157.5.猫と美少女たちは何気に仲良し(9)(下)

Side:美織里


 店に入ってきたのは、金髪の小太りな男だった。

 男は、あたし達を見つけると、カブト虫を思わせる足取りで近付いて言った。


「こんにちは! 風霧駿です。ジミーさんですか?」


 うさん臭く元気な男に、あたしは答えた。


「はい! ジミー江古田です。こっちの2人は、」

「……アビス高梨です」

「こんにちは~。エルフいすずです」


 男は『ぴかりんファンが集まって語る会』の主催者だ。


 昨日、光のファンの女子中学生に悪さをしようとして光にやっつけられた男なのだが、さんごや小田切さんに話を聞いたところ、これ以前にも悪さをしてる常習犯らしい。


 正直、こんな低能に騙される女なんてどうでもいいのだが、光の彼女でありイデアマテリアの筆頭株主でもあるあたしとしては、見過ごすわけにいかない。


 そこでこらしめてやろうと、SNSで接触して呼び寄せたのだった。


「アビスさんにエルフさんですね! 初めまして!」


 今のあたし達は、東京から聖地巡礼に来たぴかりんファンのOLということになってる。


 さんごが偽造してくれたSNSアカウントでは、あたし達――ジミー江古田とアビス高梨とエルフいすず――の過去数年間に渡るオタ活の記録が投稿され、更にはソフトなエロ自撮りも差し込まれていた。


 せっかくぴかりん推しの地元であるこの街に来たのだからと本場・・のファンとの交流を求める投稿に、多くの男性からの申し出があったのも当然だろう。


 そしてその中に、この男もいたというわけだ。


「それにしても……」


 男――風霧駿が息を呑む。


 身分だけでなく、あたし達は顔も変えている。

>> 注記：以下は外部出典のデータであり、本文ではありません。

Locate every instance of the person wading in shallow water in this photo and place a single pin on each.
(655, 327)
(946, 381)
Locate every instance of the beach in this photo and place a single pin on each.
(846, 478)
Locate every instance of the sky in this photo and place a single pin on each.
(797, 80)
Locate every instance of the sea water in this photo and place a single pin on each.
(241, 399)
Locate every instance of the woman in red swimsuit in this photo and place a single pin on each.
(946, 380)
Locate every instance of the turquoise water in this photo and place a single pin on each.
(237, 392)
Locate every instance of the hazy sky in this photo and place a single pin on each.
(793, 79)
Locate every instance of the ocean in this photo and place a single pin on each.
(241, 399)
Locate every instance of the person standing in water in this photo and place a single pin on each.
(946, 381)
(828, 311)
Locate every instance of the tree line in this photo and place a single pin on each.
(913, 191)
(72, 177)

もちろん、さんごによる偽装だ。


 しかし、彩ちゃんの低身長スレンダーエルフ体型や、パイセンの締まってるのにバインバインスポーティー巨乳、あたしの元中日の今中の投球なみに緩急の付いた身体エロ恵体はそのままだ。


 当然、風霧はもう待ちきれず、本題に入ってきた。


「昨日からこの街にいるんだよね――聖地巡礼はしたの?」


 という問いかけは、その流れで『案内するよ』って誘って車に乗せて、エロいことが出来る場所に連れていくつもりなのだろう。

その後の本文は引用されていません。